In principle, optical DNA-sequencing protocols have the advantage of reading long strands of DNA in real time and at high speeds. In practice, however, reading long DNA strands is a challenge with current methods, which require high concentrations and suffer from short-chain loading bias. To overcome these limitations, a research team led by Meni Wanunu at Northeastern University in Boston has now developed an efficient voltage-controlled DNA-loading technology that enables single molecule, real time (SMRT) sequencing of long DNA strands at ultralow concentrations.

In SMRT sequencing, the replication of DNA by a single DNA polymerase is optically recorded using fluorescently labeled dNTP analogues. The DNA replication occurs in a zero-mode waveguide (ZMW), the base of a small cavity in an opaque film which allows molecules to freely flow in and out; but, unlike a standard waveguide, which guides light, the ZMW's diameter is too small for light to enter. Since the film and ZMWs are both opaque, the background fluorescence from the dNTP analogues in the surrounding medium is blocked from reaching the detectors. However, since dNTP analogues are integrated into the DNA at the bottom of the waveguide, the fluorescence emission can still exit the waveguide at that location and be recorded.

Artistic rendering of DNA polymerase replicating DNA in a nanopore zero-mode waveguide. Credit: Image: Ella Maru Studio.

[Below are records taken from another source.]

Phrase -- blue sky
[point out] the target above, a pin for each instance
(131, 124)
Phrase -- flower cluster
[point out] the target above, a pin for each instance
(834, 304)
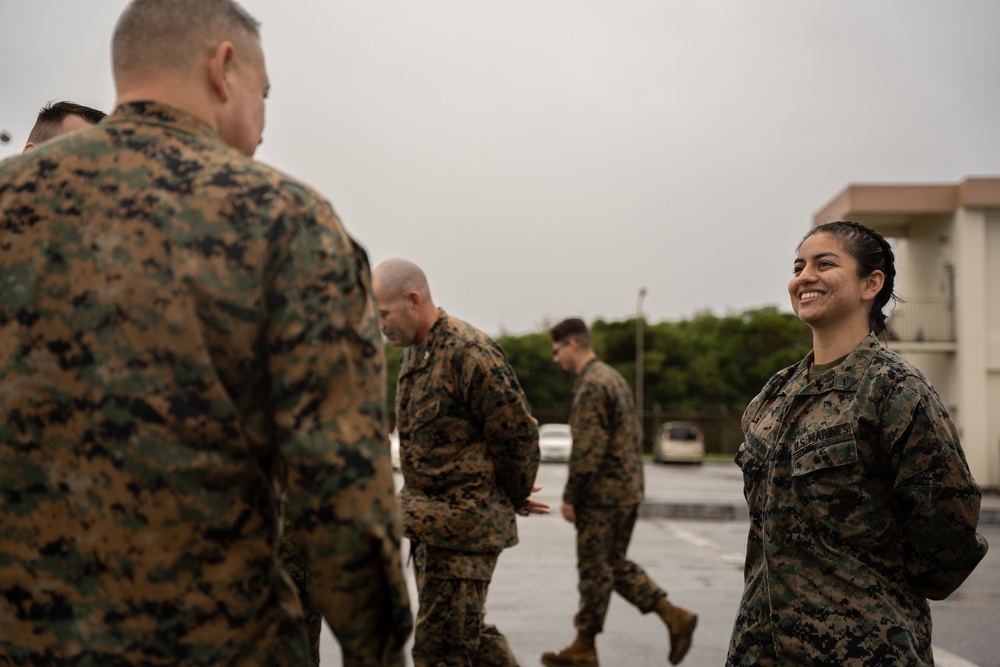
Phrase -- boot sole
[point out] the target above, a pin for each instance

Until now, it has been a challenge to pack long strands of DNA into the zeptoliter-sized (a trillion times smaller than a nanoliter) waveguide cavity. For example, a 10 kilobase-pair (kb) DNA strand has an effective diameter, as it flows and bends in liquid, of over five times that of the ZMW. In previous work, the team introduced the nanopore ZMW (NZMW), in which the nanopore enabled the application of a voltage along the length of the waveguide cavity. The strong electric field pulls electrically charged DNA molecules into the NZMW, “allowing the DNA to cross over a huge entropic barrier,” as described by the paper's first author, Joseph Larkin. This field “is actually compressing the DNA,” he notes. The early NZMW technology, which demonstrated electrophoretic DNA packing, relied on a highly fluorescent silicon nitride substrate, and thus it was incompatible with SMRT sequencing.

“We had to replace the silicon nitride with another material,” recalls Wanunu. The team fabricated the waveguides on a 20-nm-thick glass layer deposited on a silicon nitride membrane. Then the silicon nitride was selectively etched, which left a glass substrate and reduced the photoluminescence background by 40-fold. With a nearly background-free substrate, researchers studied the loading and sequencing of DNA in the NZMW.

Not only did the team find a nearly uniform loading probability for DNA strands from 1–48.5-kb long, but it also found a loading efficiency five to six orders of magnitude greater than that possible by diffusion alone. By functionalizing the waveguide base with biotin, streptavidin on the DNA polymerase bound the biotin and held the DNA in the waveguide for sequencing. With the biotin functionalization, DNA strands remained in the waveguide indefinitely; whereas without the surface chemistry, molecules escaped when the voltage was turned off.

The team concluded by sequencing a 3-pM sample of a 20-kb DNA strand with their redesigned NZMW. They demonstrated a 67% single-read accuracy with typical read lengths of 1.6 kb. For future work, “we are thinking about scalability,” explained Wanunu. “Currently each pore is made by hand,” Larkin said. By integrating the waveguides onto a porous substrate, the team hopes to fabricate large arrays of NZMWs for high-throughput SMRT DNA sequencing.